Cale Johnston Believes We’re in a New Era of Business Banking
Cale Johnston, CEO of Onsetto Onsetto

Cale Johnston Believes We’re in a New Era of Business Banking

Onsetto wants to make it easier for businesses to move between banks. This year, it’s already raised over $11 million in two funding rounds.

For a while, Cale Johnston thought he was done with fintech.

After building ClickSWITCH into one of Minnesota’s better-known banking software success stories and selling the company to Austin-based Q2 Holdings in 2021, Johnston stayed on for two years before leaving the company. He didn’t expect to return to the industry that had defined much of his entrepreneurial career.

Instead, Johnston took a swing at the fast-moving world of NCAA’s Name, Image, and Likeness (NIL) payment ecosystem.

He founded Roy, a platform designed to connect college sports fans with athletes through NIL. But the business quickly became difficult to navigate as the rules surrounding NIL continued shifting.

“It was really tough,” Johnston says. “We pivoted out of it because the goalpost kept moving.”

Johnston believes Roy entered the market too early, before the infrastructure and long-term economics of NIL had stabilized. Without the time or capital required to continue investing in Roy, Johnston returned to familiar territory, and investors appear eager to follow him.

His new Minneapolis-based fintech startup, Onsetto, launched in 2025 and has already completed two seed funding rounds in 2026 totaling roughly $11.5 million. The company, which also has a tech office in Columbus, Ohio, currently employs 20 people, though Johnston says he hopes to double his staff by the end of the year and grow to 100 banks under contract.

Since last year, Onsetto has signed more than 30 financial institutions, most of them community banks.

From Consumer to Business

Onsetto is tackling a problem Johnston says the banking industry has never fully solved: moving a business relationship from one financial institution to another—but doing so quickly.

“This time around, there’s a much larger addressable market,” Johnston says when asked about why he got back into the fintech industry.

At ClickSWITCH, the focus was consumer banking. When a customer opened a new account, banks used ClickSWITCH’s software to automatically switch over customers’ direct deposits and recurring payments to the new institution.

Business banking is significantly more complicated.

“When we have to migrate a business account, that one business could have $100 million in deposits,” Johnston explains. “They’ve got to move over accounts receivable systems, vendors, and relationships.”

Today, much of that process remains manual. Banks often rely on spreadsheets and internal workflows to analyze a company’s cash flow, treasury services, account receivables, and payment infrastructure before trying to transition the relationship.

“They’re trying to create a one-to-one match internally,” Johnston says.
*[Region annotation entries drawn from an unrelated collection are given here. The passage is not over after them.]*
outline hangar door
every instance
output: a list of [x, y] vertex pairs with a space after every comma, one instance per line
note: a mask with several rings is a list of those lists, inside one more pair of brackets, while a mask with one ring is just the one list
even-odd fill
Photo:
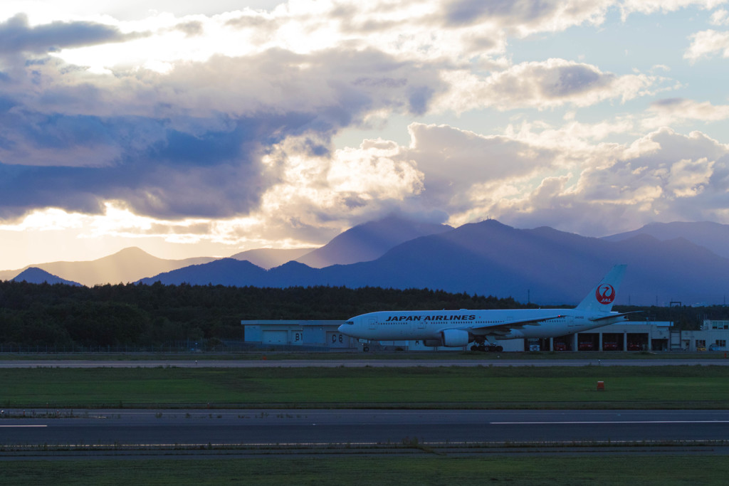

Onsetto uses AI models to analyze a business customer’s banking relationships and help financial institutions understand what it would take to win and retain that business. Bankers can upload statements and financial information into the platform, which then forecasts how the relationship could impact the bank if acquired.

“As a consumer, you go into ChatGPT or OpenAI and give it a prompt and it responds,” Johnston says. “We want to bring that type of interface to bankers.”

The idea, he says, is to allow banks to ask questions such as: What products would incentivize this business to move? How valuable is the full relationship? What treasury services would need to transfer?

Once a business and bank agree to begin a relationship, Onsetto then automates the migration itself.

Onsetto Enters a Dynamic Banking Industry

Johnston points to acquisitions such as Old National Bancorp’s acquisition of St. Paul-based Bremer Financial Corporation as an example of where tools like Onsetto could become vital.

“When Old National buys Bremer, the business relationships are with Bremer,” Johnston says, “but they have to transition to Old National Bank. If Old National has a tool like Onsetto, you could easily migrate all those business accounts and retain them.”

That retention piece is critical, he adds.

Right now, banks often compete for businesses through lower rates or attractive lending offers. But even after a business accepts a loan, its core operating accounts (payroll, payables, and receivables) frequently remain elsewhere.

“That’s problematic for the bank because they are just lending, but the deposits are living at a different bank,” Johnston says. “So, it doesn’t work.”

Onsetto’s broader vision is to dramatically reduce the friction involved in moving business banking relationships. Today, Johnston says the process can take anywhere from 90 days to a full year. He believes Onsetto can eventually reduce that timeline to essentially Day One.

“I think we’re going to start living in a world where businesses can move freely,” he says.

What changed between ClickSWITCH’s early days and now, Johnston adds, is the rapid advancement of AI automation tools. He believes the technology has finally reached the point where banks no longer need nearly as much human intervention to onboard and transition customers.

“You can build full-service automation through AI agents and deploy those to get them moved over,” he says.